I was out and about around dinner time one evening last week, I forget why. It was dark out and the lights were on in my house. As I pulled into the driveway, I could see inside: Loving husband and the elder of the lovely ladies through the kitchen window, laughing; the eldest fine young gent in the dining room wiping the table while one of his brothers put together a puzzle. It was lovely walking in to a cheerful happy home, humming with life and peace, the routine of the way we get our work done and the way we spend our evenings. A few days later, I was talking to Mom, who told me that a tip she'd read long ago in a household management book about choosing one day each week to empty the trash cans instead of waiting until they were overflowing was a real revelation at that time. Management by routine rather than management by crisis; proactive instead of reactive. Later still, during a phone conversation, a friend mentioned how much easier it can be when her children know what to expect.
Don't worry, I'm not about to go all Fly Lady on you. I'm not anti-Fly Lady, by the way. But I'm not exactly in a position to be sharing helpful thoughts on managing household chores either, as my helpful thoughts in this area run along the lines of "Find something more fun to do." But routines are important. As I've been contemplating balance and ways to find and create balance in my life, I've realized that one of the ways this family stays balanced is by creating and maintaining routines that work. Not just chore routines, although those are immmensely helpful. Life routines, the little ways we manage relationships within our family, the kinds of routines that flow from the way we live our lives, the ones that are just the way we do things. Bedtime stories to signal time to settle down, giving goodnight kisses the same way each and every night, consistent discipline and boundaries, the ways we start the day. Those routines make up the loom upon which we can weave the patterns of our days.
Life isn't static. The patterns are always changing. Part of the reason the idea of balance seems pulled to the forefront of my thoughts is because now, as always, the people in our family are changing. The juggling part comes when dynamics shift, needs change, children grow. Our baby days are over; loving husband and I are neither expecting nor caring for a baby for the first time since our honeymoon. We're parenting a just-returned-to-school teenage stepdaughter, a lovely young preteen with autism and the social and behavioral challenges which accompany her disability, an intense bright exuberant young gent who is maturing into a delightful buddy, a preschool "middle child" determined not to disappear in the crowd, and a potty-training two-year-old. When we need to accommodate new activities, different abilities, developmental growth, shifting individual and family needs, life can seem out of balance for a while.
This is the season for me to look at the routines we've created within our family: Are they still meeting our needs? What needs to change?
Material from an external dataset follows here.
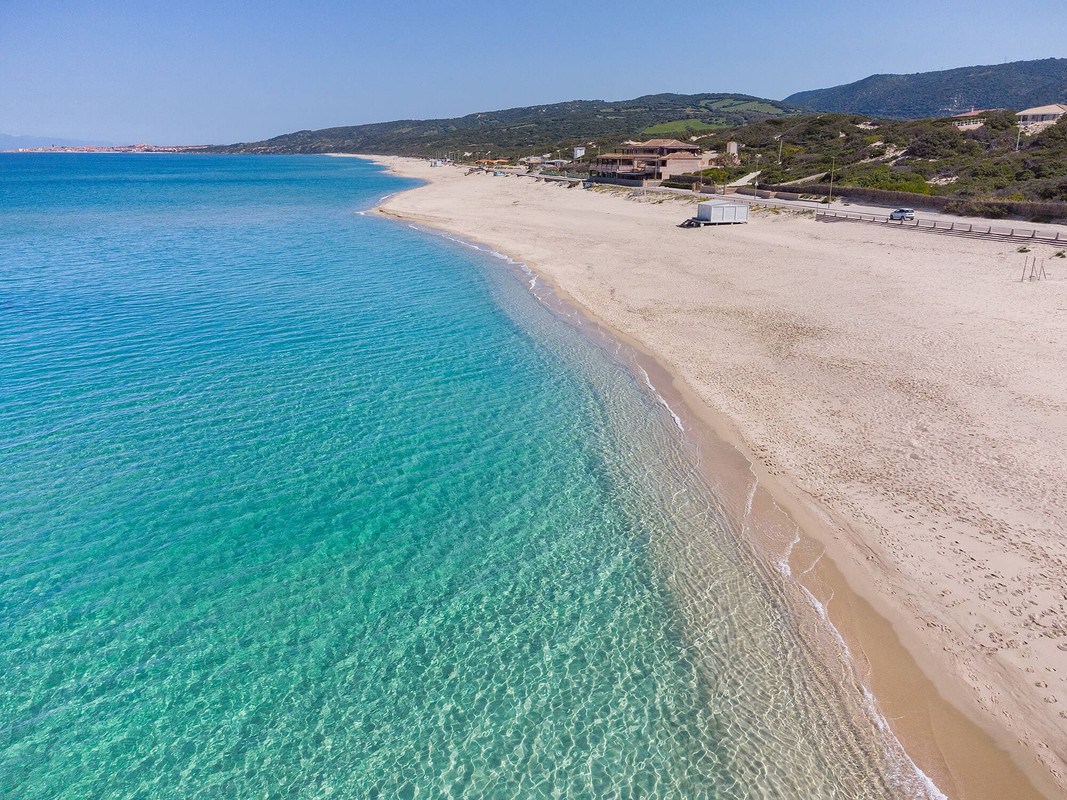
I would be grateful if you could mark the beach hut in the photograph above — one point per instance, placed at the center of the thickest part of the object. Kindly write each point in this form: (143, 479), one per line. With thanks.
(721, 212)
What needs to stay the same? Which routines need our attention, and which can we allow to flourish or die away as they will? We're feeling our way along as we try to create boundaries that allow increased independence and maintain appropriate supervision for our older children; we're creating new routines as the youngest gent outgrows the need for the level of care required by an infant or young toddler. I know we'll find our way. We'll make mistakes and we'll want to tear out our hair and we'll drop some of the balls we've got flying in the air; we'll have our victories and successes and "Aha!" moments too. We'll create new routines and traditions, and old ones will fall away until one day we'll say, "Remember when we used to...?" I will look back on these days and think to myself, "Wasn't that wonderful?" I know this because despite the challenges and frustrations and anxieties I bump into from time to time, I think to myself today, every day, "Isn't this wonderful?" I love my life.
Life is good.
Hug your babies, big and small.
1 comment:
What a lovely post. I'm huge on routines, but I like your way of thinking of them as dynamic and changing. Thanks!